Blooming in Other Aspects
I learned from experience that not all women enjoy receiving flowers. I can still envision the day I brought my ultimate concierge’s mother a bouquet. She told me never to bring her flowers again because she did not like them.
By the way, darlings, I loved her. So for those of you who do not like flowers, you can associate positivity and blooming power with other things in your life.
In Our Chicago Home
I always have a botanical garden of flowers and plants in their natural habitat in our homes because flowers are beautiful, uplifting and harmonious with my vision of life: to bloom as a woman at all stages.
Our dining room includes plants in every possible place.
My apartment in the sky limits me to some degree. I have always had orchids in every room of our apartment. However this year, unfortunately, the crop was not great. I feel a void without them.
We have two huge palm trees in the dining room and a green area carpet with flowers on the dining room floor. We placed tall plants in huge Chinese fishbowls in the living room and usually have fresh flowers in our bedroom and guest room. Our bed linens contain bouquets of flower and the bathroom wallpaper similarly contains floral accents.
Of course, our coffee table continues the theme of greenery!
On the Other Coast
In California, our home is filled with tall trees–two of which are 26 years old–and every room contains orchids. Our homes are intentionally filled with flowers and trees because I need flowering greenery and the peaceful benefits it brings.
Flowers are a metaphor of the style of life I require, a mix of beauty and peace.
Seek out the Positivity
For those of you who love them, take the time to pick up a bouquet or a little violet plant at an outdoor market during the summer. It is a wonderful feeling to carry them home in your arms, cut them down a bit in the kitchen, arrange them in a glass vase with fresh water and place them around your home.
After all, only with positivity can a woman bloom.
A Story of the First Flower
During the process of writing Stories For My Grandchild, I asked my editor Kerrie if I could participate in the creative process. We bonded over the phone and even more so when we met in New York over breakfast with my ultimate concierge.
I wanted the book to include flowers because I visualized a grandmother spreading the seeds of her fertile life through story for her grandchildren as a lifetime keepsake.
My first step included researching the history of the flower. Our goal was to find a replica of the first flower in the world! And I did find both the article and a photograph from the Smithsonian.
“The evidence of flowers,” Charles Dickens famously noted, “was an abominable mystery” because they burst onto the scene in fossils that are 100 million years old. Bernard Game, a paleobotanist from France, filled in the blanks.

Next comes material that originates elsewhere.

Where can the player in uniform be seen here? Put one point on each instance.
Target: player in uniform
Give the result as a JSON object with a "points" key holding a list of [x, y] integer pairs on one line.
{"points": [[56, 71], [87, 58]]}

He classified Montsechia as a conifer because it possessed enclosed seeds, the hallmark of a flowering plant. Montsechia dates back 130 million years ago. Its pollen floated in the water, not in the air, and it embodied the origins of glorious blooming forms of flowers we see all over the world today.
I was so excited when I read the article that I sent my idea to Kerrie.
The cover of my book Stories of my Grandchild is more or less a replica of the flower. Each time I glance at the cover of the book, I see that flower as a replica of women and womanhood.
Your Flowering Life
For those of us over 50, we can use the flower as a positive symbol of what is to come over the next several years of our life, a life filled with a stronger understanding of relationships, a time for adventure and newfound knowledge as well as a time to appreciate the woman we have become with all our inward finery.
Positivity is the key to a life of continual blooming.
Fill your home with one little flowering plant like the lovely violet, or create a house full of them if that is your preference, and sprinkle textures of flowering print designs throughout your home. Perhaps like me, flowers may also decorate your journal where you record your thoughts and memories. Flowers are a metaphor of life after all!